Judgment Order, asserting that Judge Nelson violated due process and civil procedure by permitting the court to serve her with the Complaint, rather than requiring Guzman to effect personal service as required by the rules of civil procedure (Compl. at 2). Plaintiff brings these claims under 25 U.S.C. § 1301–3, certain provisions of the Indian Civil Rights Act (ICRA) (id. at 1). Plaintiff also alleges that there is no appellate court within the Ute Tribal Court system to redress such civil rights violations (id. at 2). Consequently, Plaintiff requests this court order that she was not properly served in the Tribal Court Case and that Judge Nelson’s Default Judgment Order be corrected accordingly (see id. at 6). Defendant moves to dismiss on the grounds that: (1) Plaintiff failed to exhaust tribal court remedies, (2) this court lacks subject matter jurisdiction pursuant to Federal Rule of Civil Procedure 12(b)(1), and (3) Plaintiff failed to state a claim

pursuant to Federal Rule of Civil Procedure 12(b)(6) (ECF 11 at 1). II. LEGAL STANDARDS Because Plaintiff is acting pro se, her filings are liberally construed and held “to a less stringent standard than formal pleadings drafted by lawyers.” Hall v. Bellmon, 935 F.2d 1106, 1110 (10th Cir. 1991). Still, a pro se plaintiff must “follow the same rules of procedure that govern other litigants.” Garrett v. Selby, Connor, Maddux & Janer, 425 F.3d 836, 840 (10th Cir. 2005) (quoting Nielsen v. Price, 17 F.3d 1276, 1277 (10th Cir. 1994)). However, it is not the court’s function to assume the role of advocate on behalf of pro se litigants. See Hall, 935 F.2d at 1110. The court “will [also] not supply additional factual allegations to round out a plaintiff’s complaint or construct a legal theory on a plaintiff’s behalf.” Whitney v. New Mexico, 113 F.3d 1170, 1175 (10th Cir. 1997). Furthermore, a party “cannot amend [its] complaint through a brief in opposition to [a] motion to dismiss.” Ayres v. Portfolio Recovery Associates, LLC, No. 2:17-CV-01088-DN, 2018 WL 6706021, at *1 (D. Utah Dec. 20, 2018) (citing Huls v. Llabona, 437 F. App’x 830, 832

n.5 (11th Cir. 2011)). III. DISCUSSION A. Defendant’s Motion to Dismiss (ECF 11) Defendant’s Motion begins by asserting that Plaintiff’s Complaint should be dismissed because she failed to exhaust tribal court remedies (ECF 11 at 2–3). Defendant then argues, what appears to be in the alternative, that the Complaint should be dismissed for lack of subject matter jurisdiction and failure to state a claim (id. at 3–5). Although Defendant’s main argument is under the exhaustion doctrine, the Tenth Circuit has stated that courts should first consider whether they have subject matter jurisdiction before determining exhaustion, because without jurisdiction, the court cannot enter an abstention order. See U.S. for Use and Benefit of Gen. Rock & Sand Corp. v.

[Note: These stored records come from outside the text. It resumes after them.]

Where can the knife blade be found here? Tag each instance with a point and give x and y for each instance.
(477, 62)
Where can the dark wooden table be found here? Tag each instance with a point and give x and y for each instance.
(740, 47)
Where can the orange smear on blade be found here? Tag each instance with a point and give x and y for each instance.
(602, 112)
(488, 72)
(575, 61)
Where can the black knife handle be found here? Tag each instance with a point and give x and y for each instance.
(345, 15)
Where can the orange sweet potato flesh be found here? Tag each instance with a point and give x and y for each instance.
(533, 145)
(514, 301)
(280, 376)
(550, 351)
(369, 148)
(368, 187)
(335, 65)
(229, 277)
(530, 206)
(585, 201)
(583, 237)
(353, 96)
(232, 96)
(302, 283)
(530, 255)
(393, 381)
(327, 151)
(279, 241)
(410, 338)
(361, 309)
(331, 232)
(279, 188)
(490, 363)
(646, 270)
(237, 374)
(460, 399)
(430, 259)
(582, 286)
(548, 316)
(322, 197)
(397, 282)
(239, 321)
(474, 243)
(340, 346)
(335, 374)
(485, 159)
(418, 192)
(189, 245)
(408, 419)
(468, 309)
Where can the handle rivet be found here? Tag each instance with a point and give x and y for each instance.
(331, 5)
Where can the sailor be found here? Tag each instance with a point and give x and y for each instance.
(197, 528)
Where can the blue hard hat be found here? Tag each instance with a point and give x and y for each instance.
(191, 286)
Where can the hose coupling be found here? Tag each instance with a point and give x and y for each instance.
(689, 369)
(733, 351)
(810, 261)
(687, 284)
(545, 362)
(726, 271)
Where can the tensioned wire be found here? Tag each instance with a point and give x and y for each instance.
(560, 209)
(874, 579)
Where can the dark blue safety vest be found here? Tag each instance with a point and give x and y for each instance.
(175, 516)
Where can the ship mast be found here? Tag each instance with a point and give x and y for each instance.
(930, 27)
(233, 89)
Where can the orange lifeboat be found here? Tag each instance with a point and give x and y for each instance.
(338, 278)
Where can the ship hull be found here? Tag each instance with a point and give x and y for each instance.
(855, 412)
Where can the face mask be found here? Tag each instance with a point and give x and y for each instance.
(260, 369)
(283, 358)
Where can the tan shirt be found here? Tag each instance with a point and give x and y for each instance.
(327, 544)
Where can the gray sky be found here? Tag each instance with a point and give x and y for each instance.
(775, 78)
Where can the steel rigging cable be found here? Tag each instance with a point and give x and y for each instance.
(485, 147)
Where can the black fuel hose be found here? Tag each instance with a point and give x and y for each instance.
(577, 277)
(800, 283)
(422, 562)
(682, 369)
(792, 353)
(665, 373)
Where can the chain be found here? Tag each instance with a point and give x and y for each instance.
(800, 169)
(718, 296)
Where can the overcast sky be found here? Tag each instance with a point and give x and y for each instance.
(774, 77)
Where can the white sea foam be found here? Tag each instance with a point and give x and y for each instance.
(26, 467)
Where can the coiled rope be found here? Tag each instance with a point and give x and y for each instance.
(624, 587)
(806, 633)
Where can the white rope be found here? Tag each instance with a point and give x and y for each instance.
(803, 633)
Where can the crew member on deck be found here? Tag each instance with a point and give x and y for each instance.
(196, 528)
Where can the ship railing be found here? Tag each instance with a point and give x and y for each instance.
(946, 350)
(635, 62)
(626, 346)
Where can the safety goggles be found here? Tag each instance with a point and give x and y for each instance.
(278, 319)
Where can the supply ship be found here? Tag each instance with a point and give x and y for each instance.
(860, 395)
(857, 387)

Chuska Dev. Corp., 55 F.3d 1491, 1492–93 (10th Cir. 1995) (“If the case does not clear [the] threshold [of subject matter jurisdiction], any issue as to whether the claims asserted should have been exhausted first in the tribal courts is academic.” (citing Stock West Corp. v. Taylor, 964 F.2d 912, 917 (9th Cir.1992) (in banc) (holding court “must resolve [jurisdiction] before we can consider the [tribal exhaustion] issues raised in this appeal ... [, because] [i]f the district court did not have subject matter jurisdiction, it lacked the power to enter an abstention order”))). Therefore, the court first addresses Defendant’s jurisdictional arguments. i. The court lacks subject matter jurisdiction. Defendant moves for dismissal under Federal Rule of Civil Procedure 12(b)(1), asserting that Plaintiff’s Complaint has failed to plead facts sufficient to establish the court’s jurisdiction over this matter. Federal district courts are courts of limited jurisdiction and may exercise authority only where Congress has conferred jurisdiction, principally through federal question jurisdiction

under 28 U.S.C. § 1331 or diversity jurisdiction under 28 U.S.C. § 1332. Under Rule 12(b)(1), a court may dismiss a complaint for “lack of jurisdiction over the subject matter.” Fed. R. Civ. P. 12(b)(1). “The burden of establishing subject matter jurisdiction is on the party asserting jurisdiction.” Weitz Co., LLC v. Capitol Peak Lodge Condo. Ass’n, Inc., No.